Elon Musk’s Tesla Boldly Goes Where No Tesla Has Gone Before

Even among eccentric tech executives, Tesla CEO and Chief Designer Elon Musk stands out. On Tuesday, while Waymo and Uber spent another day squabbling over alleged theft of trade secrets, Musk took the high road — 400 million miles high, eventually.

A test launch of the Falcon Heavy rocket designed and built by SpaceX, Musk’s aerospace startup, carried the Tesla founder’s personal Tesla Roadster out beyond the bonds of Earth to eventually orbit around the sun.

The sports car in Midnight Cherry, an example of the electric car maker’s first model, made from 2008 to 2012, isn’t quite driverless: It’s carrying a space-suited dummy named Starman, in a pleasure-driving pose with one arm resting on top of the convertible’s door. (The space suit is SpaceX’s own design.) But if the journey goes as planned, the car will find its way around the sun and past Earth and Mars, as long as the hardware and the laws of physics last.

Its estimated range of 200 miles on a charge only applies on Earth.

On board the car is also a toy Roadster with its own tiny astronaut, as well as an optical storage device containing Isaac Asimov’s Foundation trilogy of sci-fi novels and a plaque with the names of more than 6,000 SpaceX employees, SpaceX said during a YouTube livestream of the launch.

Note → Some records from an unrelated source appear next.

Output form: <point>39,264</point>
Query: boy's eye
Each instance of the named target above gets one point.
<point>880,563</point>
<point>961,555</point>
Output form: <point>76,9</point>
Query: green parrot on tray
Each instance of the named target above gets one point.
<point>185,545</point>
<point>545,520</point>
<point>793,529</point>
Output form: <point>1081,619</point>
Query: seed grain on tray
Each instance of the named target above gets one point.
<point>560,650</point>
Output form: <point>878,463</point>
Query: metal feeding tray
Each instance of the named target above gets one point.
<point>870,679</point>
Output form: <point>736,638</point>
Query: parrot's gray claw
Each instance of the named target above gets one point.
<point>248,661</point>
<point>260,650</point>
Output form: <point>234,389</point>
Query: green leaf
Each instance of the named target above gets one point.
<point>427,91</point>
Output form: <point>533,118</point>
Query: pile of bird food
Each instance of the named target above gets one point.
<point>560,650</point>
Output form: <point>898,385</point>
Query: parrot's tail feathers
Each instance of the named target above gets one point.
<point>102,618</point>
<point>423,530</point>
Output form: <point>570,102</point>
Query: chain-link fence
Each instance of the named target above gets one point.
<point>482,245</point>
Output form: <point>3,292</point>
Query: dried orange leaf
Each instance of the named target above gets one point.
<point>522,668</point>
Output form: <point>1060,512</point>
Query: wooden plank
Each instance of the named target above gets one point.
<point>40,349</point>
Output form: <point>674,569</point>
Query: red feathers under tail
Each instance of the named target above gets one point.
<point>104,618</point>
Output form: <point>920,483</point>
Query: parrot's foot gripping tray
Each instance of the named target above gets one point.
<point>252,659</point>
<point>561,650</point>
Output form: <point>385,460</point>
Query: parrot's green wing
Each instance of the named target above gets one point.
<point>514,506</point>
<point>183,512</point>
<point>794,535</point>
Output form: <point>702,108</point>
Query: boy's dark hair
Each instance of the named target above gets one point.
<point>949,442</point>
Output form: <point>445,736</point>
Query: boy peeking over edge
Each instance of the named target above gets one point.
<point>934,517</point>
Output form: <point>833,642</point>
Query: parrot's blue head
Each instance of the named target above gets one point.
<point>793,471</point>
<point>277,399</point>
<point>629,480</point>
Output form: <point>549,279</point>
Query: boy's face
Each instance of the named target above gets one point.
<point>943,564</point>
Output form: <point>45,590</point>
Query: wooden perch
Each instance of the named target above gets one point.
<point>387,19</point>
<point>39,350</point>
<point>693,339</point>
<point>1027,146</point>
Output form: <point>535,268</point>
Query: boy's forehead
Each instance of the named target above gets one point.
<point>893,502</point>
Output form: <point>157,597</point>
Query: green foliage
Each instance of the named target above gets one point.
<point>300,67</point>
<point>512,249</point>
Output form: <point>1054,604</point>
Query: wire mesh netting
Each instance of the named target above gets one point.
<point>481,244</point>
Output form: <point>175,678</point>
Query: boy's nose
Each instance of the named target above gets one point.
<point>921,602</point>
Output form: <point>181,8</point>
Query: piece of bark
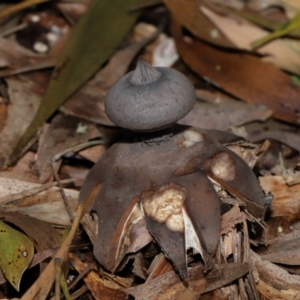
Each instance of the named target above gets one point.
<point>286,253</point>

SpaceX is streaming live views of the Roadster online.

The Roadster isn’t the first electric car to leave Earth, as Space.com points out. The three lunar rovers used on NASA’s Apollo missions got there first.

The main purpose of the February 6 test launch is to find out how the Falcon Heavy performs. Every rocket needs a payload for realistic testing, and usually it’s just a block of cement or some other weighty object that can be placed where the crew or cargo would go. Musk, who no doubt is getting ready to replace his Roadster with one from the new batch due in 2020 anyway, is just using a payload with a bit more flair.

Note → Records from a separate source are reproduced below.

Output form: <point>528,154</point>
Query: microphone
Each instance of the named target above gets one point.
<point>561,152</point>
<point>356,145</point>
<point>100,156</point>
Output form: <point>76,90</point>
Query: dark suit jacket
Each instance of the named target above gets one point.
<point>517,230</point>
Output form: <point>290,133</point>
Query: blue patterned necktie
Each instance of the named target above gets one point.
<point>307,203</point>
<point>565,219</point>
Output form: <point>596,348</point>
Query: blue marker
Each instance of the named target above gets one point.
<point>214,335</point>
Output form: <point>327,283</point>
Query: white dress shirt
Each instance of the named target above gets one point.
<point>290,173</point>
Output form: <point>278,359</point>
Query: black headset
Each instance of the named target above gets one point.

The car’s svelte 2,700-pound curb weight doesn’t even begin to simulate all that the Falcon Heavy can carry. It’s powerful enough to lift nearly 64 metric tons, or the weight of a fully loaded Boeing 737, into orbit, according to SpaceX. Only the Saturn V, used for the Apollo moon missions in the 1960s and 1970s, has had a greater carrying capacity.

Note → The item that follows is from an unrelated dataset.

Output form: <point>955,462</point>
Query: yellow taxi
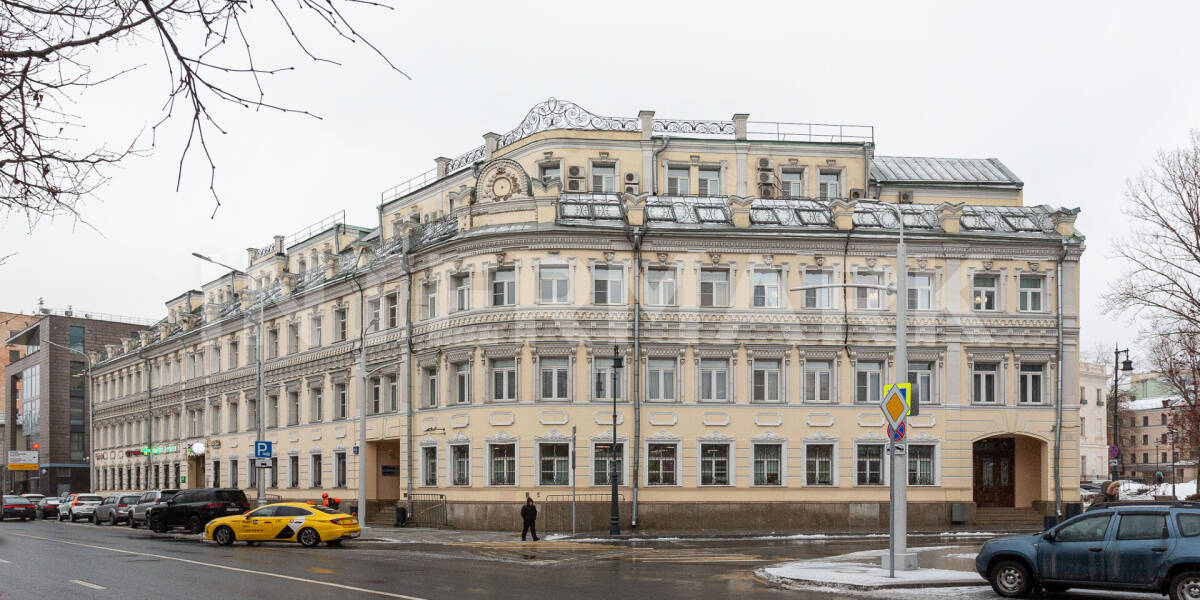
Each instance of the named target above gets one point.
<point>286,521</point>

SpaceX calls the Falcon Heavy the most powerful operational rocket in the world, with more than 5 million pounds of thrust at lift-off, equal to the power of 18 Boeing 747s. Its three rocket cores contain 27 engines.

The Falcon Heavy took off from Launch Complex 39A NASA’s Kennedy Space Center on Cape Canaveral, Fla., the same launchpad the Saturn V used. But unlike the classic NASA rocket, the Falcon Heavy sent at least two of its giant lower stages back to Earth. Those two stages had come back from earlier SpaceX launches and returned together to their designated landing pads to be reused again.

Another stage of the rocket was designed to land on an autonomous barge off the Florida coast. It wasn’t clear late Monday whether that maneuver had worked.

SpaceX built the Falcon Heavy so it could launch bigger satellites and future manned spacecraft. It has already launched multiple supply missions to the International Space Station. Musk’s goal is to eventually mount a mission to Mars.

The roadster’s trip, which will take it as far as 400 million kilometers away from Earth at speeds up to 40,000km per hour, may last a billion years, SpaceX says. By then, everyone who pre-ordered a Tesla Model 3 may actually have their cars.